IF44話 秋雨前線
「おはようミノル」
「おはようカオリ」
「今日はお弁当を作って来たわ」
「弁当?いつもじゃないのか?」
「ミノルの分もよ」
「えっ?」
それで今日はお袋からお弁当が渡されず、そういう日には渡される購買のパン代も無く、「大丈夫でしょ?」とニヤニヤした顔で送り出されたのか。バイト代のおかげで購買のパン代程度どうにでもなるので、気にしなかったけれど、あのニヤケ顔の意味はどうやらお袋とカオリの間で何かしらの裏取引によるものだったようだ。
「それはありがとう」
「ううん、婚約者になったんだし、もっと早く作るべきだったわ」
「そうか?」
カオリの手作り弁当を食べられるなんて嬉しい限りだけど良いのだろうか。
「カオリ、無理をしなくても俺はカオリから離れないぞ?」
「弁当ぐらい2人分作るも3人分作るも手間に大差は無いわ」
「あぁ、マサヨシさんのも作ってるのか」
「えぇ、お母さんが体調悪くした日から作っているわ」
「そうだったのか・・・」
確かにハルカさんが入院したあとも、カオリは弁当を持参していた。

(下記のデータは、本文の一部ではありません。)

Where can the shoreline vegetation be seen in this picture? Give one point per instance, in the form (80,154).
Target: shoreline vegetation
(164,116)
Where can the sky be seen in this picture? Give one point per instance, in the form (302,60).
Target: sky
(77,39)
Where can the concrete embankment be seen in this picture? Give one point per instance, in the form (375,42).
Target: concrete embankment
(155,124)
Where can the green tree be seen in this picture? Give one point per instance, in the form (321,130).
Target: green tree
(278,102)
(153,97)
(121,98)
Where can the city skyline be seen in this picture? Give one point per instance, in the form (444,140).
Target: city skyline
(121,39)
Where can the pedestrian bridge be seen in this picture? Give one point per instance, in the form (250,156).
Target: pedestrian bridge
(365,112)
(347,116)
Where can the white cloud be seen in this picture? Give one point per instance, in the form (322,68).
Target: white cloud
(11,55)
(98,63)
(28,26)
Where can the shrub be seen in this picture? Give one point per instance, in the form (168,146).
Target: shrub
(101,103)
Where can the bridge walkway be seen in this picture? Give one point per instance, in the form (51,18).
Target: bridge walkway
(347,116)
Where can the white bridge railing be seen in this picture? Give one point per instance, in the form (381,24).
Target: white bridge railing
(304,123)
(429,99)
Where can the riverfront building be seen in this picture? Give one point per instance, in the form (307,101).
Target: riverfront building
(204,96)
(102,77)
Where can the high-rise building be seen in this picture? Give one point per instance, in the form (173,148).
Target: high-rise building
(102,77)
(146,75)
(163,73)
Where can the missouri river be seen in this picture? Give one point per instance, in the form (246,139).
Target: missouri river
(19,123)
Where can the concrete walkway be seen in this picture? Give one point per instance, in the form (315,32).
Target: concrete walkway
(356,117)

考えてみたら、ハルカさんが入院したあとは、家事とかをカオリがずっとやって来たんだろうな。
「何か手伝える事があったら言ってくれよ?」
「えぇ、大丈夫よ」
ハルカさんが体調を悪くした日以降も、カオリの弁当の出来に変化があったようには見えなかったし、服にシワが寄るとか髪が跳ねていたりとかそういった事も無かった。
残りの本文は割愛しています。